In light of this, the Board has decided on a recapitalisation plan (the “Recapitalisation Plan”) that is supported by the Company’s two largest shareholders, the governments of Sweden and Denmark (jointly the “Major Shareholders”), and the third-largest shareholder, the Knut and Alice Wallenberg Foundation (“KAW”). The Recapitalisation Plan is intended to restore equity by SEK 14.25 billion and secure approximately SEK 12 billion of new funding through the following proposed steps:

  • Directed issue of common shares in the amount of approximately MSEK 2,006 to the Major Shareholders;
  • Rights issue of new common shares available to eligible shareholders in an amount of approximately MSEK 3,994, expected to be covered by subscription undertakings and underwriting commitments corresponding to 81,5% of the total amount of the rights issue;
  • Directed issue of new hybrid notes in a total amount of MSEK 6,000 to the Major Shareholders;
  • Conversion of MSEK 2,250 senior unsecured fixed-rate bond due November 2022 into common shares; and
  • Conversion of MSEK 1,500 subordinated perpetual floating rate capital securities[1] into common shares.

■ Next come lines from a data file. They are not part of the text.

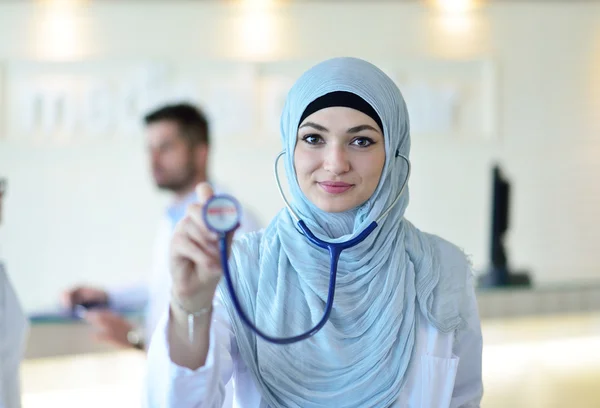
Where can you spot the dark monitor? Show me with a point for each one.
(500, 217)
(499, 272)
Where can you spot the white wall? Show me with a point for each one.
(86, 209)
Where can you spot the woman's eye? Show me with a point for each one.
(313, 139)
(362, 142)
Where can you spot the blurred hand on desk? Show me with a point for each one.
(110, 327)
(82, 295)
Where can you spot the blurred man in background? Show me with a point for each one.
(178, 142)
(13, 333)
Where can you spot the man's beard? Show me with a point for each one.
(177, 184)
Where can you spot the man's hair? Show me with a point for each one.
(191, 121)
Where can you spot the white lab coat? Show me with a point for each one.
(445, 371)
(154, 294)
(13, 335)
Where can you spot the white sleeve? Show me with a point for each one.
(170, 385)
(468, 386)
(13, 336)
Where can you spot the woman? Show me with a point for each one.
(404, 330)
(13, 334)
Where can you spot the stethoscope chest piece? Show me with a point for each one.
(222, 214)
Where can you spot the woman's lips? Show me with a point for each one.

The Recapitalisation Plan is subject to necessary general meeting approvals. The Major Shareholders’ participation is conditional on inter alia the conversion of the outstanding bonds and hybrid notes into common shares, the approval by the European Commission and exemption from the mandatory bid obligation from the Swedish Securities Council. The participation by KAW is conditional on the participation by the Major Shareholders.

SAS is committed to its sustainability agenda in line with expectations from the Swedish and Danish governments.

On behalf of the SAS Board of Directors, I would like to thank our shareholders for providing support in these unprecedented and challenging times. I would also like to thank the SAS employees for their exceptional commitment and support during this difficult period. I count on SAS employee groups to support the Recapitalization Plan by finding solutions to deliver the required efficiency improvements.

The Board supports and believes that the Recapitalization Plan presents a balanced way forward given the magnitude of the recapitalization and the conditional burden sharing measures. Along with the Group’s revised business plan, the Recapitalization Plan will enable us to withstand this crisis and return as a profitable and sustainable Scandinavian infrastructure provider,” says Carsten Dilling, chair of the SAS Board of Directors.